Maryland continued its aggressive implementation of health care change Thursday despite uncertainty surrounding the issue nationally, as the General Assembly passed legislation to create open markets where people will buy insurance.
The law to set up the health benefit exchanges was sent to Gov. Martin O'Malley, who supports the legislation.
Passage of the bills in the House and Senate comes as the U.S. Supreme Court is deciding whether it is constitutional to require everyone to have insurance, a key component of President Barack Obama's overhaul of the health system.
"The Affordable Care Act offers tremendous value to our state, and it is the law of the land," said Lt. Gov. Anthony G. Brown, who is leading the state's effort. "Maryland intends to meet federal deadlines for establishing our health benefit exchange and must take steps now in order to utilize over $34 million in federal grants."
The legislation passed by state lawmakers will guide how the exchanges are operated. It outlines the types of health and dental plans that will be offered and looks at ways to prevent fraud in the system. The bill also addresses ways to reduce costs and improve the quality of the plans after the first two years.
The mandate to buy coverage doesn't go into effect until 2014, when all states will be required to operate exchanges where the uninsured can buy coverage.

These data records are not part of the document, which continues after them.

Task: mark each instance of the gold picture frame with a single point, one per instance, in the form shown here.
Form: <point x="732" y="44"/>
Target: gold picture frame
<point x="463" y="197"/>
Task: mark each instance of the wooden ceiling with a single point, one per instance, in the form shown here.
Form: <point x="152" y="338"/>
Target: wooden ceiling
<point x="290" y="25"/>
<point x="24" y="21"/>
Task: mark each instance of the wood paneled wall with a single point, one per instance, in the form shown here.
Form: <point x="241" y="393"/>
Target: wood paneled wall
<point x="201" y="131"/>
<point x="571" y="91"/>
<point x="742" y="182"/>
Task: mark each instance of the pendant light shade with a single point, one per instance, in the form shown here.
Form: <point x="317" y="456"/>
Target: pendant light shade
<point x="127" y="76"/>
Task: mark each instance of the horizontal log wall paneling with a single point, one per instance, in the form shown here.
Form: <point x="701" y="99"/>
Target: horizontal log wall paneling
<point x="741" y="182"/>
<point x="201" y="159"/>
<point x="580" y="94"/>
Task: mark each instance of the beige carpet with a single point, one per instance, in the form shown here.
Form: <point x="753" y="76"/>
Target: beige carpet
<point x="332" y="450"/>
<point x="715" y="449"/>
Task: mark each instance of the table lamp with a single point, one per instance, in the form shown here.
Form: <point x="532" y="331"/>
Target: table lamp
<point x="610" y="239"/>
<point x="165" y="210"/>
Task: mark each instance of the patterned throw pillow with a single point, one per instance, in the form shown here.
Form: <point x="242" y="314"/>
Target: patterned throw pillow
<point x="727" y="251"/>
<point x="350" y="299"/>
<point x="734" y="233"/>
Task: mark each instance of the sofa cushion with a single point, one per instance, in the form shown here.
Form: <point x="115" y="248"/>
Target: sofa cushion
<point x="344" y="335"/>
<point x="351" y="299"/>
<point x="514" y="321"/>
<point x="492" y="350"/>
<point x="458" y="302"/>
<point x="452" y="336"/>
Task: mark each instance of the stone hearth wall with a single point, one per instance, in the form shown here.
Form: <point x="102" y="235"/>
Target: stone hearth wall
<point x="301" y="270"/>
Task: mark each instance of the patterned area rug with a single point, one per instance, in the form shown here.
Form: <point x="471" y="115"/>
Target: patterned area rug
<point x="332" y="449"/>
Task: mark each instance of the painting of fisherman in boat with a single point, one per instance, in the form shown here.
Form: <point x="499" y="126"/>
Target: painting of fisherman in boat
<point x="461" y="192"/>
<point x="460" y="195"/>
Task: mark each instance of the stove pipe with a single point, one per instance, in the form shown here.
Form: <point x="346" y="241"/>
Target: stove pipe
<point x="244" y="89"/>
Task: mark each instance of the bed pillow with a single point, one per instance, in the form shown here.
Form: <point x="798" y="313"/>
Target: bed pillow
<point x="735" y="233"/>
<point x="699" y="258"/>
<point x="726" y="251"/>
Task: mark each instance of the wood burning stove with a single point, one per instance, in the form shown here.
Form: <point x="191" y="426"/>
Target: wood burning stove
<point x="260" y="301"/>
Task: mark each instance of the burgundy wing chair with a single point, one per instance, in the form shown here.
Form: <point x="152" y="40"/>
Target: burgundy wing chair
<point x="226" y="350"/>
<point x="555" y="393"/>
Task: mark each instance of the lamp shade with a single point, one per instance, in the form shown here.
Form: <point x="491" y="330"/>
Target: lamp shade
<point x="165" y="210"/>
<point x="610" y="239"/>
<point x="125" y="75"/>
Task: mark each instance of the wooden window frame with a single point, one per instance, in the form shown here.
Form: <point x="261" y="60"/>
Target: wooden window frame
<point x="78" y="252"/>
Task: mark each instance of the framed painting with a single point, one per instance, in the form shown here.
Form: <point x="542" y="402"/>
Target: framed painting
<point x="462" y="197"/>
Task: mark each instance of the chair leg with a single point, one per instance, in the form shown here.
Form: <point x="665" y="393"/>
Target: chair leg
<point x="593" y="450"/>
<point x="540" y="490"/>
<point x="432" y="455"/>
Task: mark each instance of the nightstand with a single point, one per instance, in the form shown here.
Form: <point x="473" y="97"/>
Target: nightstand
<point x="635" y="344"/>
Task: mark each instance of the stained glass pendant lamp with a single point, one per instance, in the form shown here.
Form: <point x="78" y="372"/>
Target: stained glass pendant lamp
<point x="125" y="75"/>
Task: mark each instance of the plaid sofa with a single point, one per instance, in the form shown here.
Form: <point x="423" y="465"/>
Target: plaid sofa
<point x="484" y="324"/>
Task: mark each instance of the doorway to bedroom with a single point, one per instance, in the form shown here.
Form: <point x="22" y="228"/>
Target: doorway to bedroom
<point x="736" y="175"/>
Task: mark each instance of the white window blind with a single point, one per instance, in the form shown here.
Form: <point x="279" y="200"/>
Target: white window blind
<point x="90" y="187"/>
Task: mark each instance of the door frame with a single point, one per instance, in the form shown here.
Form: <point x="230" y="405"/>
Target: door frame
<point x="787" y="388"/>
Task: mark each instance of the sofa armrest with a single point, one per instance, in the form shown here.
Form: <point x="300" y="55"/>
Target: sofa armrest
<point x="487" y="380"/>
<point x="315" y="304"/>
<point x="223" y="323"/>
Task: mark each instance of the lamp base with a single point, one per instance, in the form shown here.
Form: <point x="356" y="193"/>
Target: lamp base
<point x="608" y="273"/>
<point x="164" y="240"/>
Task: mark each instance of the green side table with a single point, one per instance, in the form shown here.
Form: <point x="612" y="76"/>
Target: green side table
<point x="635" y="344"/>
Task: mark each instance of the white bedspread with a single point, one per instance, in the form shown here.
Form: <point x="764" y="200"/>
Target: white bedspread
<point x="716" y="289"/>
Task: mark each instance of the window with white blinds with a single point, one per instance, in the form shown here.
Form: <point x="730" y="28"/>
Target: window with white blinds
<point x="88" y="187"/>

About 700,000 Marylanders, or 13 percent, are uninsured, and officials expect at least half to gain some kind of coverage. That would save the state about $1 billion over a decade.
"We think this is a tremendous public health victory for Maryland," said Vincent DeMarco, president of the Maryland Citizens' Health Initiative, a group that works to expand health coverage. "It will help make health care more affordable for all Marylanders."